A decision tree might (theoretically) produce the exact same output with both encoding. Indeed if(X>0) is equivalent to if(A==1), if(X)>3.5 is equivalent to if(B>3 and C>0.5)...
On the other hand, you enforce an order on the values of your predictor that may not be relevant (and that was not here in the first place). It could harm performance in the case of a linear regression.
Besides, the metric on your input space is totally different now. Say $x_1=(1,3,0.3),x_2=(0,3,0.3)$. The distance in the original space is 1 and 6.6 in the mapped space. Likewise, you can show that some pairs will look closer in a space and not in the other. This will certainly affect kernelized methods, KNN...
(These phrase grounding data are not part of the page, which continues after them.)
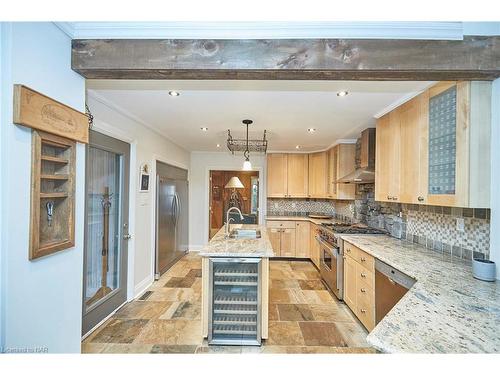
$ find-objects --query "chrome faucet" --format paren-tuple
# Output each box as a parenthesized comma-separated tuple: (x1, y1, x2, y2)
(225, 207, 244, 237)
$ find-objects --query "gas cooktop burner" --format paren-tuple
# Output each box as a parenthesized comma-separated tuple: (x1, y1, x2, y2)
(320, 223, 386, 235)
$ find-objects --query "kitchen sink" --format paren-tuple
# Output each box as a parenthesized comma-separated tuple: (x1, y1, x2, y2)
(229, 229, 261, 239)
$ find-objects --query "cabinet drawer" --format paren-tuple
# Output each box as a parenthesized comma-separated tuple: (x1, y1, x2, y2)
(356, 249, 374, 272)
(343, 241, 359, 260)
(356, 264, 374, 289)
(266, 220, 296, 229)
(357, 296, 375, 331)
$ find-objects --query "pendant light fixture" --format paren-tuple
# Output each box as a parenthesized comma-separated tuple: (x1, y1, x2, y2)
(226, 119, 267, 171)
(242, 119, 252, 170)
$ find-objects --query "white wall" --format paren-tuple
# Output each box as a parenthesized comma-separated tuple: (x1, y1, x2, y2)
(490, 78, 500, 279)
(86, 92, 190, 298)
(189, 152, 267, 249)
(0, 23, 85, 352)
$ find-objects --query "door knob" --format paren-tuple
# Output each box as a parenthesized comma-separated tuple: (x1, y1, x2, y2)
(123, 234, 132, 240)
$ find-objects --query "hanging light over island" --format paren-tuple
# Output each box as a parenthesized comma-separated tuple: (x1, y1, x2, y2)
(226, 119, 267, 171)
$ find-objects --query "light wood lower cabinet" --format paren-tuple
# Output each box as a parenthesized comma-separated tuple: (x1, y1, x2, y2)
(266, 220, 320, 266)
(267, 228, 282, 256)
(343, 241, 375, 331)
(295, 221, 311, 258)
(280, 228, 296, 257)
(309, 224, 320, 268)
(343, 255, 357, 311)
(266, 220, 296, 257)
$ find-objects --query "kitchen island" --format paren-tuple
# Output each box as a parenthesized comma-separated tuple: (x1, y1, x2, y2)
(199, 224, 274, 345)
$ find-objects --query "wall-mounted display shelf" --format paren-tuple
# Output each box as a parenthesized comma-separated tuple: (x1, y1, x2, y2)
(30, 130, 76, 260)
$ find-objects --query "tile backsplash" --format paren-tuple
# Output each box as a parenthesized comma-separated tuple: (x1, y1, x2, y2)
(353, 184, 491, 260)
(267, 186, 491, 261)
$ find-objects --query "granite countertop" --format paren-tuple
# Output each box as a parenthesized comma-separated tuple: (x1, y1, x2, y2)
(200, 224, 274, 258)
(340, 234, 500, 353)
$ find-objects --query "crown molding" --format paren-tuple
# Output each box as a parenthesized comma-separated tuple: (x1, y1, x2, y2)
(268, 138, 358, 154)
(55, 22, 465, 40)
(372, 82, 437, 119)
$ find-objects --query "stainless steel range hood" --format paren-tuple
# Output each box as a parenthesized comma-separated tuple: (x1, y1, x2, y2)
(338, 128, 376, 184)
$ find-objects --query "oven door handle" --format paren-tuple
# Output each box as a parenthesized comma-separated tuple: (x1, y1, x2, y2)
(316, 235, 337, 257)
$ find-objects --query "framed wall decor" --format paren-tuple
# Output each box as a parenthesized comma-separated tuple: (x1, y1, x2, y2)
(139, 163, 150, 192)
(30, 130, 76, 260)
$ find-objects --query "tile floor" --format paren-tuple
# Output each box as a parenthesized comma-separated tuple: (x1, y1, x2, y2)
(82, 253, 375, 354)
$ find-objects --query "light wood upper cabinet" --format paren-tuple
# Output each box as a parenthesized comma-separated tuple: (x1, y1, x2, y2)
(308, 151, 328, 198)
(375, 112, 401, 202)
(426, 81, 491, 208)
(328, 144, 356, 200)
(375, 81, 491, 208)
(287, 154, 309, 198)
(295, 221, 311, 258)
(267, 154, 288, 198)
(398, 92, 429, 204)
(267, 153, 308, 198)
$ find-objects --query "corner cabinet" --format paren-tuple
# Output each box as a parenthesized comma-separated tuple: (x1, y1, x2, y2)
(328, 144, 356, 200)
(375, 81, 491, 208)
(308, 151, 328, 198)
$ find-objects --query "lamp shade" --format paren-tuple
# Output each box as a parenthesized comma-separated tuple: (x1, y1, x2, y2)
(225, 176, 244, 189)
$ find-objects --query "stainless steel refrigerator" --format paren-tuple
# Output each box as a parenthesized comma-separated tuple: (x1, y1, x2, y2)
(155, 162, 189, 279)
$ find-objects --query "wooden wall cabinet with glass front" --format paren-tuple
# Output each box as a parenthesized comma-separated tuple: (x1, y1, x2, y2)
(375, 81, 491, 208)
(30, 130, 76, 260)
(426, 81, 491, 208)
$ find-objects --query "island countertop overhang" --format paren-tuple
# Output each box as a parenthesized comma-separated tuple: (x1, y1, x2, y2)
(199, 224, 275, 258)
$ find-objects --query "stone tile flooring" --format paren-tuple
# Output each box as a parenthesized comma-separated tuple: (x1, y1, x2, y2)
(82, 253, 375, 354)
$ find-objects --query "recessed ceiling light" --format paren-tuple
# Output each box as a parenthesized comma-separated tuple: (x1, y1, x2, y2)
(201, 127, 208, 131)
(307, 128, 316, 133)
(337, 91, 349, 97)
(216, 144, 221, 148)
(295, 145, 301, 149)
(169, 90, 180, 97)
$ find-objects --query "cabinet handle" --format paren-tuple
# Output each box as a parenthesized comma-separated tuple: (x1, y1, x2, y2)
(418, 196, 425, 202)
(346, 248, 351, 253)
(360, 288, 366, 293)
(387, 195, 391, 200)
(360, 273, 366, 278)
(360, 309, 366, 314)
(360, 257, 366, 262)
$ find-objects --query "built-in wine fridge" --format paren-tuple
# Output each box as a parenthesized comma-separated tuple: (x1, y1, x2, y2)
(208, 258, 262, 346)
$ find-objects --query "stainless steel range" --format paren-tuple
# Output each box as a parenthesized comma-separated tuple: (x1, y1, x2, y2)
(316, 223, 386, 300)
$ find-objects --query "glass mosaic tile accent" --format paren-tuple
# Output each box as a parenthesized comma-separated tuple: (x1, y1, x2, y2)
(428, 86, 457, 195)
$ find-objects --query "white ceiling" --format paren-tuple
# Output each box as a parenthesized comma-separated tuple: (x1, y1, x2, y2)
(87, 80, 434, 152)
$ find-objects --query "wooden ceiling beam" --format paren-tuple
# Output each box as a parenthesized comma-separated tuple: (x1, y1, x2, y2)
(72, 37, 500, 80)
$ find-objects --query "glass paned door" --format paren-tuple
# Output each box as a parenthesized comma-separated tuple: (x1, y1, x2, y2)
(82, 131, 130, 336)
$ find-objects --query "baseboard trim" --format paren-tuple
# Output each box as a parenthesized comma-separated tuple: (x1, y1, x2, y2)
(133, 276, 154, 299)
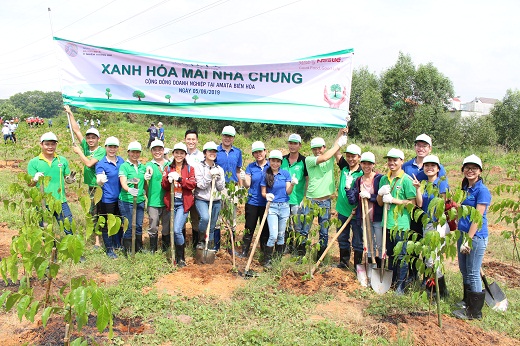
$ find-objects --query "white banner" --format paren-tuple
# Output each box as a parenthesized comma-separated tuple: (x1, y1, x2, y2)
(55, 37, 353, 127)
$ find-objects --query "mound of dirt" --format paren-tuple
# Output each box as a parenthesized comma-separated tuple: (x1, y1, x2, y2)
(279, 267, 361, 295)
(483, 261, 520, 288)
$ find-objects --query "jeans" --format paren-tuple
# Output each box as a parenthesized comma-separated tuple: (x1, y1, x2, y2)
(98, 201, 123, 250)
(195, 199, 221, 242)
(119, 200, 145, 239)
(173, 198, 189, 245)
(147, 206, 170, 236)
(300, 198, 331, 249)
(337, 213, 363, 252)
(289, 203, 303, 233)
(366, 221, 383, 258)
(55, 202, 73, 235)
(458, 235, 488, 292)
(386, 228, 409, 287)
(267, 202, 290, 247)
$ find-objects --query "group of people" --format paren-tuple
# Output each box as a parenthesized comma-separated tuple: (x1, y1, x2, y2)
(26, 109, 491, 320)
(25, 116, 44, 127)
(2, 120, 17, 144)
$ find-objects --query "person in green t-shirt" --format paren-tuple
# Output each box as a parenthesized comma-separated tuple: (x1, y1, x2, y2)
(66, 105, 106, 248)
(27, 132, 77, 234)
(144, 139, 170, 253)
(376, 148, 418, 295)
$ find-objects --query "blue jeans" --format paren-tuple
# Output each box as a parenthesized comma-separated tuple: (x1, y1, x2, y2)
(288, 204, 303, 233)
(173, 198, 189, 245)
(267, 202, 290, 247)
(337, 213, 363, 252)
(195, 199, 221, 242)
(300, 198, 331, 249)
(386, 228, 409, 288)
(458, 235, 488, 292)
(54, 202, 73, 235)
(119, 200, 145, 239)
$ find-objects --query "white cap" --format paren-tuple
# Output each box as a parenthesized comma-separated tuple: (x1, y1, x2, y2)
(310, 137, 326, 149)
(40, 132, 58, 142)
(344, 144, 361, 155)
(288, 133, 302, 143)
(423, 155, 440, 166)
(104, 136, 119, 147)
(415, 133, 432, 147)
(157, 122, 163, 126)
(85, 128, 100, 137)
(203, 141, 218, 152)
(360, 152, 376, 163)
(251, 141, 265, 152)
(150, 139, 164, 149)
(127, 141, 142, 151)
(462, 154, 483, 170)
(221, 125, 236, 136)
(268, 150, 283, 160)
(173, 142, 188, 153)
(384, 148, 404, 160)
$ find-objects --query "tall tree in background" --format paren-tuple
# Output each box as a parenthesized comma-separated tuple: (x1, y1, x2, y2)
(9, 91, 63, 118)
(492, 89, 520, 150)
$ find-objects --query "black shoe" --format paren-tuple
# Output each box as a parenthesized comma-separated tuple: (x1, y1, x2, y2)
(238, 233, 253, 259)
(192, 231, 199, 249)
(375, 257, 382, 268)
(122, 238, 132, 255)
(438, 275, 449, 299)
(149, 235, 158, 253)
(337, 248, 351, 268)
(162, 235, 171, 252)
(353, 251, 363, 266)
(175, 244, 186, 268)
(135, 236, 143, 253)
(455, 283, 471, 309)
(453, 290, 485, 320)
(275, 244, 284, 258)
(263, 246, 274, 269)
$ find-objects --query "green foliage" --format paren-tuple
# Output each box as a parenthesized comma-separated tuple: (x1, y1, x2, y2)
(132, 90, 145, 101)
(492, 89, 520, 150)
(459, 115, 498, 149)
(490, 181, 520, 262)
(9, 90, 63, 119)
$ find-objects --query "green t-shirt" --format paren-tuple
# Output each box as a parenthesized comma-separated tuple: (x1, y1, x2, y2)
(379, 170, 417, 230)
(281, 153, 308, 205)
(305, 156, 335, 199)
(336, 160, 363, 217)
(80, 139, 106, 187)
(118, 160, 147, 203)
(145, 160, 170, 208)
(27, 154, 70, 203)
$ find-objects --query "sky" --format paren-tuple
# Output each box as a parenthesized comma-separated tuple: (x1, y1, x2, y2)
(1, 0, 519, 103)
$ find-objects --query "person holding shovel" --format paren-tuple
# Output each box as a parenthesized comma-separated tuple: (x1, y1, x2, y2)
(237, 141, 270, 258)
(161, 142, 197, 267)
(118, 141, 147, 253)
(194, 141, 226, 252)
(376, 148, 417, 295)
(452, 155, 491, 320)
(95, 136, 125, 258)
(260, 150, 297, 268)
(144, 139, 170, 253)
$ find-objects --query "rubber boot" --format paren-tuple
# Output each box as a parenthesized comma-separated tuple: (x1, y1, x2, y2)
(353, 251, 363, 266)
(263, 246, 274, 269)
(175, 244, 186, 268)
(296, 242, 306, 257)
(275, 244, 284, 259)
(316, 246, 325, 263)
(149, 235, 158, 253)
(375, 257, 382, 268)
(238, 233, 253, 259)
(135, 236, 143, 253)
(453, 291, 485, 320)
(162, 234, 171, 252)
(438, 275, 449, 299)
(192, 231, 199, 249)
(122, 238, 132, 256)
(197, 231, 206, 248)
(455, 283, 471, 309)
(337, 248, 351, 268)
(213, 228, 221, 251)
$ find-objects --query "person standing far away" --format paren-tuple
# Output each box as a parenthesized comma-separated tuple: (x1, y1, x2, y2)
(48, 119, 53, 128)
(27, 132, 77, 235)
(184, 129, 205, 248)
(144, 139, 169, 253)
(146, 123, 158, 149)
(97, 119, 100, 128)
(2, 123, 11, 144)
(214, 125, 243, 251)
(8, 121, 17, 144)
(299, 128, 348, 259)
(65, 105, 106, 249)
(157, 122, 165, 141)
(90, 119, 95, 128)
(280, 133, 308, 253)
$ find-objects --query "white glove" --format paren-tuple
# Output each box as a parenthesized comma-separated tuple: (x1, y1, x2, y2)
(336, 135, 348, 147)
(33, 172, 44, 182)
(359, 190, 371, 199)
(168, 171, 180, 183)
(378, 185, 391, 196)
(96, 173, 108, 186)
(210, 167, 220, 177)
(266, 193, 275, 202)
(65, 171, 77, 184)
(239, 170, 246, 181)
(128, 187, 138, 197)
(144, 167, 153, 181)
(382, 194, 393, 204)
(460, 240, 471, 255)
(291, 174, 298, 185)
(345, 174, 353, 188)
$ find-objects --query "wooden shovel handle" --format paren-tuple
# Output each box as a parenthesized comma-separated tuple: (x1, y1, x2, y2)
(244, 201, 271, 272)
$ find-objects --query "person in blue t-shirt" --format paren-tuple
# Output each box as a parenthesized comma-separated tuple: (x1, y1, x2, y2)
(95, 136, 125, 258)
(453, 154, 491, 321)
(261, 150, 297, 268)
(146, 123, 158, 149)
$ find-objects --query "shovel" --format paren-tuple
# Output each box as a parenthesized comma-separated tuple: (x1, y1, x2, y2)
(195, 176, 217, 264)
(243, 201, 271, 278)
(363, 198, 376, 281)
(169, 181, 176, 266)
(356, 199, 369, 287)
(371, 202, 392, 294)
(310, 214, 353, 277)
(128, 178, 140, 259)
(481, 268, 508, 312)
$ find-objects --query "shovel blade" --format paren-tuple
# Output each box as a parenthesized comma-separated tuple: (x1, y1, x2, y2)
(356, 264, 368, 287)
(370, 268, 392, 294)
(485, 282, 508, 312)
(195, 246, 216, 264)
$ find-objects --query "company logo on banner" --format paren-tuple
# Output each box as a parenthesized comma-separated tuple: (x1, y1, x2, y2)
(55, 37, 353, 128)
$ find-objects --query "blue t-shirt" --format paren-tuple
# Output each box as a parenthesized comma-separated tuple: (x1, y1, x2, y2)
(216, 144, 243, 183)
(261, 169, 291, 203)
(158, 127, 165, 141)
(403, 158, 448, 182)
(458, 179, 491, 238)
(245, 161, 269, 206)
(421, 177, 449, 216)
(95, 155, 125, 203)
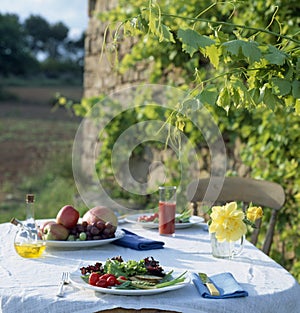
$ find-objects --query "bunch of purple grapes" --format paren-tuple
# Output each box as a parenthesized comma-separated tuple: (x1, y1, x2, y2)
(69, 220, 117, 241)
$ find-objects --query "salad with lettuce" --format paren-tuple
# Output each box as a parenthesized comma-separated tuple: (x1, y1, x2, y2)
(138, 209, 192, 224)
(80, 256, 187, 290)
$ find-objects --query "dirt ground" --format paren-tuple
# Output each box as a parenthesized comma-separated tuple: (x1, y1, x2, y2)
(0, 86, 83, 202)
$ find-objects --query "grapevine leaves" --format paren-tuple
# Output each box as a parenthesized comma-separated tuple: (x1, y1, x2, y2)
(178, 30, 263, 65)
(161, 24, 175, 43)
(264, 45, 288, 66)
(177, 28, 298, 111)
(292, 80, 300, 99)
(196, 86, 219, 107)
(222, 40, 262, 64)
(204, 45, 221, 68)
(103, 2, 298, 113)
(271, 78, 291, 96)
(177, 29, 215, 57)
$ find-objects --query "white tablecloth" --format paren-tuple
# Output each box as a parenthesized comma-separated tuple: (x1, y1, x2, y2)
(0, 220, 299, 313)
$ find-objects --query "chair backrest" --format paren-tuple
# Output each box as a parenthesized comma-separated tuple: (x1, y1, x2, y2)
(186, 176, 285, 255)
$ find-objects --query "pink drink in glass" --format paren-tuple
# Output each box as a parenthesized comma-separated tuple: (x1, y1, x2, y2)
(159, 201, 176, 235)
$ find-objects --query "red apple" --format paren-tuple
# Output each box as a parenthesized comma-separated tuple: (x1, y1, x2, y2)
(42, 223, 69, 241)
(56, 205, 80, 229)
(40, 220, 55, 233)
(38, 220, 55, 239)
(82, 206, 118, 227)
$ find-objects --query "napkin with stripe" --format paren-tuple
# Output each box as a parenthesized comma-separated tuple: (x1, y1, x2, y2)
(113, 229, 165, 250)
(191, 272, 248, 299)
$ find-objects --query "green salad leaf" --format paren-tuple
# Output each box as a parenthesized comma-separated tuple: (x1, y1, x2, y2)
(175, 209, 193, 223)
(104, 258, 147, 277)
(115, 270, 187, 290)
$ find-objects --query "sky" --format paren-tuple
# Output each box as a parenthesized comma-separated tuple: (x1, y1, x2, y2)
(0, 0, 89, 39)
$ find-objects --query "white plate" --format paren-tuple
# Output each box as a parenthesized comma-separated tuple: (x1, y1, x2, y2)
(44, 229, 124, 248)
(69, 270, 190, 295)
(125, 214, 204, 229)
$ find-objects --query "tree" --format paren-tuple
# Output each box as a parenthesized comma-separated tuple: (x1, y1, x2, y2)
(24, 15, 50, 56)
(24, 15, 70, 60)
(65, 32, 85, 66)
(47, 21, 69, 59)
(0, 13, 38, 76)
(0, 13, 83, 81)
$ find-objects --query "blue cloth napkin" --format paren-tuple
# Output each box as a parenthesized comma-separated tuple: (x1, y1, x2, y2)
(191, 272, 248, 299)
(113, 229, 165, 250)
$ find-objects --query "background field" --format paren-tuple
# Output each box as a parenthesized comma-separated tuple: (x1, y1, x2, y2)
(0, 85, 86, 223)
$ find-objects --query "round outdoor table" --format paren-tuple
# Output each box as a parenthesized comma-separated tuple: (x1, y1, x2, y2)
(0, 220, 299, 313)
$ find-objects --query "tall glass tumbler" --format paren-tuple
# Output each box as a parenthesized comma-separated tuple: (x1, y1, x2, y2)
(158, 186, 176, 236)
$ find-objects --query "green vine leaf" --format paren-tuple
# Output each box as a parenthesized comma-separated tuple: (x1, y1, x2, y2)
(295, 99, 300, 115)
(177, 28, 215, 57)
(204, 45, 220, 68)
(196, 86, 219, 106)
(124, 19, 144, 36)
(264, 45, 288, 66)
(161, 24, 175, 42)
(271, 78, 291, 96)
(292, 80, 300, 99)
(223, 40, 262, 64)
(216, 86, 231, 111)
(262, 88, 278, 110)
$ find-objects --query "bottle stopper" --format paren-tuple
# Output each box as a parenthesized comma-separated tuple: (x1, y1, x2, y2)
(26, 194, 35, 203)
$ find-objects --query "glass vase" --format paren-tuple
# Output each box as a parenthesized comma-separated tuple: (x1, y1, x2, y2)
(210, 232, 244, 259)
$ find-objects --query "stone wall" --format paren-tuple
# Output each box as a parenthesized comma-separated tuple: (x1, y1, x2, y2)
(81, 0, 154, 183)
(84, 0, 152, 98)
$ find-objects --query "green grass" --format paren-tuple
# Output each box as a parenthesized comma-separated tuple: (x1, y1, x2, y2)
(0, 86, 87, 223)
(0, 76, 82, 87)
(0, 150, 88, 224)
(0, 118, 76, 140)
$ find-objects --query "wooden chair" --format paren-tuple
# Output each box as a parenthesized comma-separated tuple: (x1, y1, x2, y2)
(186, 176, 285, 255)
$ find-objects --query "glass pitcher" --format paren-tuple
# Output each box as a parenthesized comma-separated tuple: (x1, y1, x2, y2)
(11, 217, 46, 258)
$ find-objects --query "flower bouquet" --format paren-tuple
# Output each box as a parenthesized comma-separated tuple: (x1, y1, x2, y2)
(208, 202, 263, 258)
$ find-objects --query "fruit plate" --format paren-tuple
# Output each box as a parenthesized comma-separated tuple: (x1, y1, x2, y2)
(44, 229, 125, 248)
(125, 214, 204, 229)
(69, 270, 190, 296)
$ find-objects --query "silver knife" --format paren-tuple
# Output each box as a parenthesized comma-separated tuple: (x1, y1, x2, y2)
(199, 273, 220, 296)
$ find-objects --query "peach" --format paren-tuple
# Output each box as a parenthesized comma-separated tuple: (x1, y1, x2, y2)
(82, 206, 118, 227)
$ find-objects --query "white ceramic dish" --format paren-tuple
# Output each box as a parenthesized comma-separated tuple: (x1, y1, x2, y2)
(125, 214, 204, 229)
(69, 270, 190, 295)
(44, 229, 124, 248)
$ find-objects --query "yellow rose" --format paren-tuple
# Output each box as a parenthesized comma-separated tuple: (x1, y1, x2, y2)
(209, 202, 247, 242)
(246, 206, 263, 222)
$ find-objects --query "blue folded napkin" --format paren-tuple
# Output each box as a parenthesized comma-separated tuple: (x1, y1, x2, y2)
(113, 229, 165, 250)
(191, 272, 248, 299)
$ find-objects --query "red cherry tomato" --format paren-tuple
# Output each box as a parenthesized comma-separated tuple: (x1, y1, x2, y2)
(96, 278, 108, 288)
(137, 215, 147, 222)
(89, 272, 100, 286)
(117, 276, 127, 284)
(101, 273, 113, 280)
(106, 276, 117, 286)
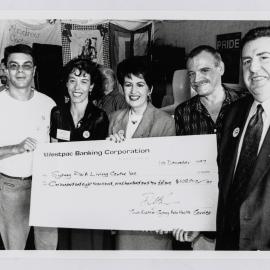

It seems this seems like a good idea to reduce the number of
dimensions of the space
It depends on how you do it. Linear dimension reduction methods (like PCA or Random Projection) usually provide good results. There are plenty of non linear methods as well. But not every dimension reduction is fruitful.
You could map $\mathbb{R}$ and $\mathbb{R^2}$ (even $\mathbb{R^n}$) considering the alternating sequence of decimals of each number. This would turn any $n$ dimensional data set into a one dimensional dataset. However, it is highly unlikely that you will get better performance with such a representation of the data.